Krähen gehen auf Nummer sicher

Die Vögel setzen in gefährlichen Lebenslagen eher Werkzeuge zum Erreichen ihrer Ziele ein, um sich selbst zu schützen
Angesichts einer Schlange, werden Krähen vorsichtig und greifen zum Stock
Angesichts einer Schlange, werden Krähen vorsichtig und greifen zum Stock
© Alex Taylor
Auckland (Neuseeland) - Angesichts einer akuten Gefahr wird kaum jemand unüberlegt mit bloßer Hand handeln, sondern eher ein geeignetes Werkzeug zur Hilfe nehmen.
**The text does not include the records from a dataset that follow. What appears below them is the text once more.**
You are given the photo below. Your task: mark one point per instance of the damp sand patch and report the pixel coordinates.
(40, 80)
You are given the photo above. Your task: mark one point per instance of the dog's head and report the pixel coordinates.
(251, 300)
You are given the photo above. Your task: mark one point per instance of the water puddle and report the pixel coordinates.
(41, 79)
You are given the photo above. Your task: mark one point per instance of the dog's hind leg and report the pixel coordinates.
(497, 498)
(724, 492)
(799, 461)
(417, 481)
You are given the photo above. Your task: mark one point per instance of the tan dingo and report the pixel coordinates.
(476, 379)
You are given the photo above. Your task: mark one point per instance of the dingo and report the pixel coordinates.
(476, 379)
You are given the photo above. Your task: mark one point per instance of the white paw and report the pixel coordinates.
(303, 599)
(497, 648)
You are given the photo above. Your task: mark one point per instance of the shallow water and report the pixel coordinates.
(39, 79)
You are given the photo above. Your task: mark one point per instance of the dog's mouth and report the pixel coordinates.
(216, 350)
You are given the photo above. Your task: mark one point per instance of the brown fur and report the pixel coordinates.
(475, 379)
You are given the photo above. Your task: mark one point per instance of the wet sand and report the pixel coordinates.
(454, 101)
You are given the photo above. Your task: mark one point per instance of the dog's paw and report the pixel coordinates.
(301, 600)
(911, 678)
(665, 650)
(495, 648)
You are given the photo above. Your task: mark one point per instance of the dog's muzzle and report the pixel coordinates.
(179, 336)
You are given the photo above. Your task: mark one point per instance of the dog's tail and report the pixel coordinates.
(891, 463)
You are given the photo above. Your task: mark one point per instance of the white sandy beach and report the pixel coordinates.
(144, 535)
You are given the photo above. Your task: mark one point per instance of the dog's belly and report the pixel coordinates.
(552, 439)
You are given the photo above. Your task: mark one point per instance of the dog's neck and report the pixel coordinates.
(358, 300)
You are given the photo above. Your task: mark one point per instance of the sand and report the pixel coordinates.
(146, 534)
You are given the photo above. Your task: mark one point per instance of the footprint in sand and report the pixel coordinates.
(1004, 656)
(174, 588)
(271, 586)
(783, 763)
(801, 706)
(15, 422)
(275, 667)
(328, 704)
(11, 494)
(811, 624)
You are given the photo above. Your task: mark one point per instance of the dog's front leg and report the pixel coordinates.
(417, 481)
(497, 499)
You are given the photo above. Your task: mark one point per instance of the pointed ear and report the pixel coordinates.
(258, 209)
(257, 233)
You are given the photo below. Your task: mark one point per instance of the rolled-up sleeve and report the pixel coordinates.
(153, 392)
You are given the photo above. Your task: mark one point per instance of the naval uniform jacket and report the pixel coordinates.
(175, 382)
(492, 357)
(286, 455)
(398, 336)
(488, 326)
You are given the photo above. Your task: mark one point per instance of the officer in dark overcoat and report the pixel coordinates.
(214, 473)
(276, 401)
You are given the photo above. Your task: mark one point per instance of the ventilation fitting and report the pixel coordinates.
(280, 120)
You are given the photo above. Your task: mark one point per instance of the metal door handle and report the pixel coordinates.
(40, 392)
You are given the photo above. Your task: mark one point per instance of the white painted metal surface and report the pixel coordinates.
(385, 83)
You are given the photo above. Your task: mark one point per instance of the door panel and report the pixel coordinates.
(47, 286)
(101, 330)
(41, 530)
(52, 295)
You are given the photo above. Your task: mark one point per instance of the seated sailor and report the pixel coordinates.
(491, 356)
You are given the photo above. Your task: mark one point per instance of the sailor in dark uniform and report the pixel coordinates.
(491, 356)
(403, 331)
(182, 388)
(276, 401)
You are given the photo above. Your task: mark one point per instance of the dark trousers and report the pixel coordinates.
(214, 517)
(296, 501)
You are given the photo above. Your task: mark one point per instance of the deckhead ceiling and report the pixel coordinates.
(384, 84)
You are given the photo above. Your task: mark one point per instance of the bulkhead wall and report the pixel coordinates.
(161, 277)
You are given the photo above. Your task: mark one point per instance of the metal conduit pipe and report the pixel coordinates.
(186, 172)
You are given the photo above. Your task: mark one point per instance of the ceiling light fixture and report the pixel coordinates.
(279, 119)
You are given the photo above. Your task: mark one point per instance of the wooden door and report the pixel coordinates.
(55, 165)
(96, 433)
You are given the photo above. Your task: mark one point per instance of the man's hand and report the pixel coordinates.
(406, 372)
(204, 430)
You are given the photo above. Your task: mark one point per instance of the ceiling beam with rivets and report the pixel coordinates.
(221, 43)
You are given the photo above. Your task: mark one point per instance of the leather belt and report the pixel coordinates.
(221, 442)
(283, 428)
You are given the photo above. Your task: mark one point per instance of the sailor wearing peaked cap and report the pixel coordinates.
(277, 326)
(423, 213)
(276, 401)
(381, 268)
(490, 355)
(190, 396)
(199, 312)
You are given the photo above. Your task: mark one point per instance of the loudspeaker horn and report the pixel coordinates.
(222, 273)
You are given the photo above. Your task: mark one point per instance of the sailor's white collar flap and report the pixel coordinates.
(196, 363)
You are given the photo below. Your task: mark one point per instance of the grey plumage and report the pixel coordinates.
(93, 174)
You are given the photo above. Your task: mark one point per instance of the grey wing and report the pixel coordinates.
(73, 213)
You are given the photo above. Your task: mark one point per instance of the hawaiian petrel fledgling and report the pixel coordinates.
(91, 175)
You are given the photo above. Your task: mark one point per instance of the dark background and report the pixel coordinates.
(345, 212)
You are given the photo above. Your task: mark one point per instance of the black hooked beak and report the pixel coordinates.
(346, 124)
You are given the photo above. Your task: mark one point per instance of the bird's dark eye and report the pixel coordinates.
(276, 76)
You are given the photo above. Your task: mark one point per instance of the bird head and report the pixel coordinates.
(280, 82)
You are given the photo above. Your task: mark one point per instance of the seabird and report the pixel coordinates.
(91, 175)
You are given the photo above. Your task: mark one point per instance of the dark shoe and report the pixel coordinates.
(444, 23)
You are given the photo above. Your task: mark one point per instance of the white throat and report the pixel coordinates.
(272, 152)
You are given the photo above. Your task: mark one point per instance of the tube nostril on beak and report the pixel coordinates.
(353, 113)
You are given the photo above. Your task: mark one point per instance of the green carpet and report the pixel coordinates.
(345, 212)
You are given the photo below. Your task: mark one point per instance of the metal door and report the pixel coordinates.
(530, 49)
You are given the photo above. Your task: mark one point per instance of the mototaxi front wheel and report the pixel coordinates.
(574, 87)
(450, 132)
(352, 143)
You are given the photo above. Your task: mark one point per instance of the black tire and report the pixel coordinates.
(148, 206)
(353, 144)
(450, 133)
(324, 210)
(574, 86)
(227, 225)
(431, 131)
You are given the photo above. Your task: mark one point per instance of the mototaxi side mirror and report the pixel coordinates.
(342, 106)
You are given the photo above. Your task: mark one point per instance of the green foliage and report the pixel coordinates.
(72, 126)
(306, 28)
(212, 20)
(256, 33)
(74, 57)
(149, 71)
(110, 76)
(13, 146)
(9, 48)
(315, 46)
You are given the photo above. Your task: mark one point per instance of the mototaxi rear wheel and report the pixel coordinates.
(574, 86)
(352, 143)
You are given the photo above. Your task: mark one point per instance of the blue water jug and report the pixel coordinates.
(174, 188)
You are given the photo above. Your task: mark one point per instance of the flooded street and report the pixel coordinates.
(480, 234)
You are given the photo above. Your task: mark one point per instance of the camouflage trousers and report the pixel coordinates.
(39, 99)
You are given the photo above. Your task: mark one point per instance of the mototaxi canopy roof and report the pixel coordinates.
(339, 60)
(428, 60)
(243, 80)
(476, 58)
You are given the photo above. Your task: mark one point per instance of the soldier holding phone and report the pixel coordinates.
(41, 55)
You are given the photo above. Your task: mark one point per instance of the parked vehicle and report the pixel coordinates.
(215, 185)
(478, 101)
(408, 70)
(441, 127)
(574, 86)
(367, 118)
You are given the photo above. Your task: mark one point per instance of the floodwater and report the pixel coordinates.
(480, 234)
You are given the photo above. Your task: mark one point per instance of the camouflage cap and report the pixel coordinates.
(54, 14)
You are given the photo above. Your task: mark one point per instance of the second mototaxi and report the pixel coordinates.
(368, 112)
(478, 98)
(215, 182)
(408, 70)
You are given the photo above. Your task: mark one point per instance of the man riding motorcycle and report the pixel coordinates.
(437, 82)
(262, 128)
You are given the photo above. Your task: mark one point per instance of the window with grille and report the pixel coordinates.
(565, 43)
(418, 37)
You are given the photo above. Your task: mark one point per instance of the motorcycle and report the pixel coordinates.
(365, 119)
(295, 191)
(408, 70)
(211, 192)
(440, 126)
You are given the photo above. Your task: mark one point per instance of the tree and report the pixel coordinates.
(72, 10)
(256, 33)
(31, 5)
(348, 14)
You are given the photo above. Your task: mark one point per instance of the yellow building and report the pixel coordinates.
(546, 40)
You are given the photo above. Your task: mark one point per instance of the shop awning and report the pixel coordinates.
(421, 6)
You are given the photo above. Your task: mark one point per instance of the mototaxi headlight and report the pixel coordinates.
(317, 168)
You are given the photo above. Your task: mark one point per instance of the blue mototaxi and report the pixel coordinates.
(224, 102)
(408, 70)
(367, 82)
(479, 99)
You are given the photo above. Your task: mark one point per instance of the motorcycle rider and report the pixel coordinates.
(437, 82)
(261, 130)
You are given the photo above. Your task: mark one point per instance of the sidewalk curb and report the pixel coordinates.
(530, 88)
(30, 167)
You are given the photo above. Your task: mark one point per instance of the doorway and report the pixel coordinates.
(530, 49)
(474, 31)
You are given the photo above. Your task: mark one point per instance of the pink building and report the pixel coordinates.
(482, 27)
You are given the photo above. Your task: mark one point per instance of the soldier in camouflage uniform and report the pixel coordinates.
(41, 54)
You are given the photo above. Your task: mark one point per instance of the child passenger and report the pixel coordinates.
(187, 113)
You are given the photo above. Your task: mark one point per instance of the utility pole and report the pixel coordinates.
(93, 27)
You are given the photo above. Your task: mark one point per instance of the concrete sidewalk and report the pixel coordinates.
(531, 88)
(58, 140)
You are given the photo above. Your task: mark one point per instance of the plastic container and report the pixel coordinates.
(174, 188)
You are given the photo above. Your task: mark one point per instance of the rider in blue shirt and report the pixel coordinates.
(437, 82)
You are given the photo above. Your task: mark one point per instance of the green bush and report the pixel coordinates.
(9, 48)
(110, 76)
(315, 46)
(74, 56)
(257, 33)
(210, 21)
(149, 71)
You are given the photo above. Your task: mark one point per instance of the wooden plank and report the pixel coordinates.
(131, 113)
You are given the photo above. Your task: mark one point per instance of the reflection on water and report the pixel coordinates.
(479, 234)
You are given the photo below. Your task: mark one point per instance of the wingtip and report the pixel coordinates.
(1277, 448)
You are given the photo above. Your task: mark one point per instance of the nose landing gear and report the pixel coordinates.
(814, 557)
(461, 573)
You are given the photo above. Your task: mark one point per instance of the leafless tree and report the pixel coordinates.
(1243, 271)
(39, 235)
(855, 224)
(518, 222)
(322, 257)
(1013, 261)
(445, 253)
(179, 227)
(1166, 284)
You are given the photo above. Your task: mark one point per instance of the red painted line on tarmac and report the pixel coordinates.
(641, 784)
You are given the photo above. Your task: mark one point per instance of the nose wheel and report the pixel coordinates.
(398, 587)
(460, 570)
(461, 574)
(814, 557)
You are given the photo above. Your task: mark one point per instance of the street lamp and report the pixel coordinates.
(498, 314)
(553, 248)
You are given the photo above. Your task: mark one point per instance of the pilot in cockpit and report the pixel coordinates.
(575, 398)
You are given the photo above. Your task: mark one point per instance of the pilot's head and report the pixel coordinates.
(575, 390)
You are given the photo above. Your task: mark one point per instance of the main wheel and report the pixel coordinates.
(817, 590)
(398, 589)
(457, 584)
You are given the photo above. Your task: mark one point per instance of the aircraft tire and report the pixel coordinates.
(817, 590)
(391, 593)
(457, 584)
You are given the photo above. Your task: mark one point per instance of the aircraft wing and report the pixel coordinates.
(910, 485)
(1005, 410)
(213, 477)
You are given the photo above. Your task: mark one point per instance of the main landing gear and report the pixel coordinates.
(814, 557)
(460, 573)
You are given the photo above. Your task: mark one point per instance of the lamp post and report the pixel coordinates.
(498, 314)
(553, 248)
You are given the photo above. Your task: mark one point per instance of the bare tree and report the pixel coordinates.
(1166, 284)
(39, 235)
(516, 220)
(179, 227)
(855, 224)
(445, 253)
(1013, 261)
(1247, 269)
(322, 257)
Dasselbe tun auch Krähen: In einer kritischen Situation - etwa wenn eine Schlange neben dem Leckerbissen lauert - greifen die klugen Vögel zu einem Stock, um an das Futter zu gelangen. Ebenso wie Menschen und Schimpansen sind sie also in der Lage, in einem bestimmten Zusammenhang Werkzeuge zum Selbstschutz einzusetzen, berichten Psychologen aus Neuseeland im "Journal of the Royal Society Biology Letters".

"Diese Vögel schätzen den Wert ihres Körpers höher ein als den eines Werkzeugs", schreiben Alex H. Taylor von der University of Auckland und seine Kollegen. Daher verwenden sie in riskanten Situationen Werkzeuge. Die Wissenschaftler hatten elf ausgewachsene, wilde Neukaledonienkrähen (Corvus moneduloides, auch Geradschnabelkrähe genannt) eingefangen und für einen Zeitraum von drei Monaten in ihre Versuchanlage verfrachtet. Sie testeten das Verhalten der Krähen in einer Reihe von Experimenten. Im entscheidenden Versuch platzierten sie einen Leckerbissen am Rand einer vergitterten Kiste, den die Vögel einfach auch mit dem Schnabel erreichen konnten. Gleichzeitig stellten sie den Tieren eine Reihe von Stöcken als Werkzeuge zur Verfügung, um an den Happen zu gelangen. Mit in dieser Köder-Box befand sich entweder eine den Krähen vertraute Futterschale, oder ein unbekannter Gegenstand: ein Teddybär oder eine Schlangenattrappe.

Die beiden neuen Objekte lösten gleichermaßen eine gewisse Vorsicht aus, die auch als Neophobie bezeichnet wird. Doch war die Schlangenattrappe in der Box, nutzten die Krähen deutlich häufiger einen Stock als Werkzeug, um nach dem Leckerbissen zu fischen, als wenn der Teddybär oder die vertraute Futterschale anwesend waren. In Anbetracht des Objektes, das einen natürlichen Räuber darstellte und damit potenziell gefährlich war, schützten sie sich also häufiger als bei einem weniger bedrohlichen Objekt. Die Krähen, so halten die Forscher für möglich, könnten die Schlange aus verschiedenen Gründen als gefährlicher einstufen - etwa aufgrund von Erfahrungen in der Wildnis, genetischer Veranlagung oder wegen des natürlicheren Aussehens.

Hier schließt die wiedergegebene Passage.